Retour sur la Fashion Week masculine automne-hiver 2024-25 des maisons Walter Van Beirendonck, Issey Miyake et Ungaro
Pour prolonger le plaisir de cette semaine masculine automne-hiver 2024-25, voici les collections de trois créateurs coups de cœur : Walter Van Beirendonck, Issey Miyake et Ungaro.
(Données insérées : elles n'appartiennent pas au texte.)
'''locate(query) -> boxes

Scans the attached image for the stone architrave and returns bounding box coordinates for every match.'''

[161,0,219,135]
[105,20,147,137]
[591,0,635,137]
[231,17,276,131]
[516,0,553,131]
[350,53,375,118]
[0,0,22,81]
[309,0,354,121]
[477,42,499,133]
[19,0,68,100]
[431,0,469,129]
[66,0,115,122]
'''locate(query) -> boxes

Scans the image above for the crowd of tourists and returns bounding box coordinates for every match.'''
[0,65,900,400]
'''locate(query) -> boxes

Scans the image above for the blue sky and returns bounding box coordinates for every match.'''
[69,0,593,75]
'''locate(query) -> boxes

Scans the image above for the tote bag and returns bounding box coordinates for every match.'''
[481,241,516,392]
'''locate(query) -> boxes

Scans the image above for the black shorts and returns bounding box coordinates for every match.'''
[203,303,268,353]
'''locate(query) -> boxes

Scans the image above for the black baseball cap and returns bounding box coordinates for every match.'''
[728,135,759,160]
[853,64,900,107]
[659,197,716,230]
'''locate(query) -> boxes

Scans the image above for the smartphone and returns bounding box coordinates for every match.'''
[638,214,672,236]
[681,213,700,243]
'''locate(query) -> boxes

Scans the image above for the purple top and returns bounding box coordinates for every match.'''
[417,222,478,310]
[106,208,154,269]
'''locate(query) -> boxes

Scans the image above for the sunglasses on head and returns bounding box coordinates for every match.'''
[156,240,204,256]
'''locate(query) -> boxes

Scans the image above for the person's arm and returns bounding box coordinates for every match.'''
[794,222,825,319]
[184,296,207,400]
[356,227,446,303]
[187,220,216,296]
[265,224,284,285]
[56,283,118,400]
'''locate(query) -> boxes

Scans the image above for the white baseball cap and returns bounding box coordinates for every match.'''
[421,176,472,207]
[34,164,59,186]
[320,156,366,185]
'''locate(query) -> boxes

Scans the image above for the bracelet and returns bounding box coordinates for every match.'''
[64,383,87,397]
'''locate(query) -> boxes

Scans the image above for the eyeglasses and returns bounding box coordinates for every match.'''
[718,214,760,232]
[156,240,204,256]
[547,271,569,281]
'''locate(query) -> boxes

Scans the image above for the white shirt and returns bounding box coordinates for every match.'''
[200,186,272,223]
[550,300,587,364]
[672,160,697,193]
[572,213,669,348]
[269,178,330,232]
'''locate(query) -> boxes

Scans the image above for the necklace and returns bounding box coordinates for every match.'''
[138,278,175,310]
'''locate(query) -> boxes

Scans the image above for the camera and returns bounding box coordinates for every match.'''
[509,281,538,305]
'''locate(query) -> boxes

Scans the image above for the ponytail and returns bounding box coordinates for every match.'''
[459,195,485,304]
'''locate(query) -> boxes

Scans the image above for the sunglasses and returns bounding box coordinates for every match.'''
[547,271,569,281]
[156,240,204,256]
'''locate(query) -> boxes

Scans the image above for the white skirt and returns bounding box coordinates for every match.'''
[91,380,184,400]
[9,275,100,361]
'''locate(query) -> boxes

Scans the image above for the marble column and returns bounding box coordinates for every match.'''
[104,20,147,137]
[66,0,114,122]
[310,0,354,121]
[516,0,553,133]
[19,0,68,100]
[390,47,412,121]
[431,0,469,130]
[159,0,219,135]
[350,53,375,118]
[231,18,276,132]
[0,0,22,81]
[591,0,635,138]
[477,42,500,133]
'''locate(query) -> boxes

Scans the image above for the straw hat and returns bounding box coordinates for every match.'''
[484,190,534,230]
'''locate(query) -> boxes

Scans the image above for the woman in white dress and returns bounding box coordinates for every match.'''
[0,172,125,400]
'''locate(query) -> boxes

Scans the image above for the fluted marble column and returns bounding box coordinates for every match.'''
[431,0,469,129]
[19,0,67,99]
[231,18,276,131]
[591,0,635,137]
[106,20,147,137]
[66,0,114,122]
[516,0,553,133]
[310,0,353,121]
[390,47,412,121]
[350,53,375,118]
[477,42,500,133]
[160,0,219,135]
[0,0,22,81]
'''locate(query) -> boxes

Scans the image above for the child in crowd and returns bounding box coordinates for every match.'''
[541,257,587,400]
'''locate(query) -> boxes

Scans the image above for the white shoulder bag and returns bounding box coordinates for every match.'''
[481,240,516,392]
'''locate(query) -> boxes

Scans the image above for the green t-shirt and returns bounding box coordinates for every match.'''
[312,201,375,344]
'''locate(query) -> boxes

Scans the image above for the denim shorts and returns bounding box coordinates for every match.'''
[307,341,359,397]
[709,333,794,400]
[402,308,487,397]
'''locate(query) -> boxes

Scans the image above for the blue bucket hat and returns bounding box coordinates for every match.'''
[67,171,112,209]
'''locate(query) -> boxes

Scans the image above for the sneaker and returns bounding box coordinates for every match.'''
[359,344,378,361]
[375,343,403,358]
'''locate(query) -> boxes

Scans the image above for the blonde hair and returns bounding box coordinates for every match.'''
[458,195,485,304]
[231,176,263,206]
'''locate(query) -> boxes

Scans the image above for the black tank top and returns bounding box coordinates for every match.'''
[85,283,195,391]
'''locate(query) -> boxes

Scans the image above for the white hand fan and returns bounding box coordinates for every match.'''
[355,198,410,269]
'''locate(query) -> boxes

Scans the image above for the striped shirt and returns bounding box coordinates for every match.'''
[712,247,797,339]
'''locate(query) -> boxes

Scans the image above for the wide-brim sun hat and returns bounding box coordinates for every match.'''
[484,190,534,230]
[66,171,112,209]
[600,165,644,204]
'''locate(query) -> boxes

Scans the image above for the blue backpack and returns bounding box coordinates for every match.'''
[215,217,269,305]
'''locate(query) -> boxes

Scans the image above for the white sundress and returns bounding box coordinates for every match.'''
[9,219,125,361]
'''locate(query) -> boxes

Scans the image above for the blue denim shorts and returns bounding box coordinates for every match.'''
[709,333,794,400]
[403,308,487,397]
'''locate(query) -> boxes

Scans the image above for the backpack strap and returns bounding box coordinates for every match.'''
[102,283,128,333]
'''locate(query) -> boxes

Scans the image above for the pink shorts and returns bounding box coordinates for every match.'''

Walter Van Beirendonck : entre hier, aujourd'hui et demain
Créateur basé en Belgique, Walter Van Beirendonck présente ses collections masculines depuis 1983. Il adopte, depuis toujours, une démarche stylistique originale entre artwear et inspiration ethnique à base de graphisme agressif et de couleurs flamboyantes avec en toile de fond un message politique. Ses défilés créatifs et excentriques font sensation à Paris et sont suivis par la profession, car ils racontent des histoires et interpellent l'opinion. Ainsi, pour l'automne-hiver 1995-96, les hommes couverts de latex de la tête aux pieds évoquaient des préservatifs géants et les ravages du sida. Utilisant le podium comme scène d'engagement politique, le créateur exprime, avec des créations – haut en couleur, fantaisistes et humoristiques – des idées fortes. Si les non-initiés se retiennent de rire, les journalistes et acheteurs savent, eux, qu'à travers ses collections, il parle des comportements vestimentaires comme des dérives de la mode ou des maux du monde avec cette approche ludique et faussement naïve.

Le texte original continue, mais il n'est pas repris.